Increasingly long, which delays people having access to medications despite them being approved
26
What are some possible next steps to help address the problems with the pCPA and their timelines? (3)
1. Address persistent failure to meet HTA timelines despite increased funding. - Greater accountability to stakeholders. 2. Reduce time between HTA recommendation and start of negotiation. - Firm deadline on decision to start price negotiation. 3. Conditional Funding Approval - Secure access while awaiting funding decisions
27
What is conditional funding approval?
An agreement that provides patient access to a new medication following the HTA review (or earlier), while other aspects of the negotiation process continue. - e.g., pricing negotiations, protocols for ongoing data assessment, etc.
28
Conditional funding approval is intended for what?
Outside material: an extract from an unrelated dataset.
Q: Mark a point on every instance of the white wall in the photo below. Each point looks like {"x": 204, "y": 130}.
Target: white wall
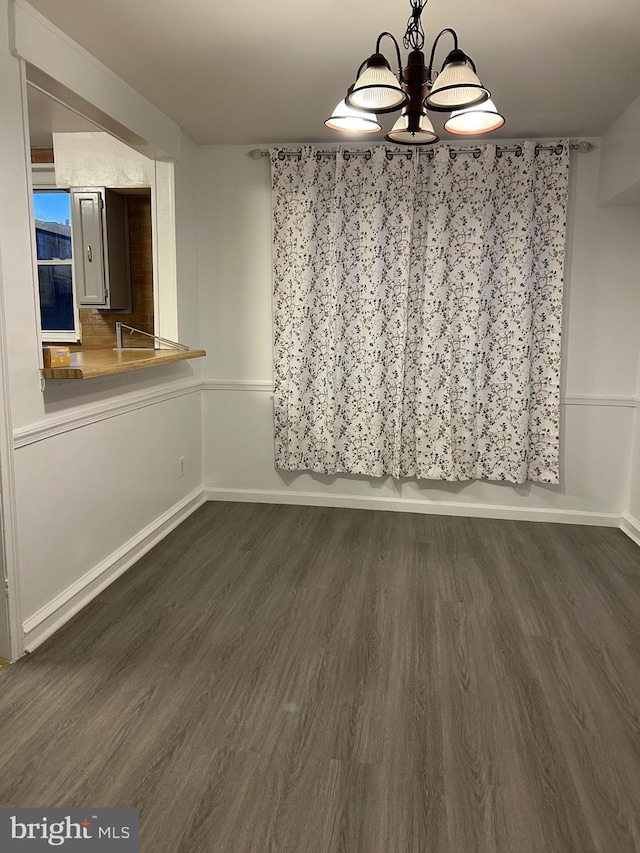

For products with significant clinical benefit for an important unmet need and have gone through an accelerated regulatory process that creates challenges for payers. - Less evidence prior to approval and thus, greater uncertainty as to value-for-money.
29
What are 2 concerns about conditional funding approval?
1. May incentivize companies to provide less evidence with new submissions. 2. Difficult to end conditional funding if it is determined that value-for-money is lacking.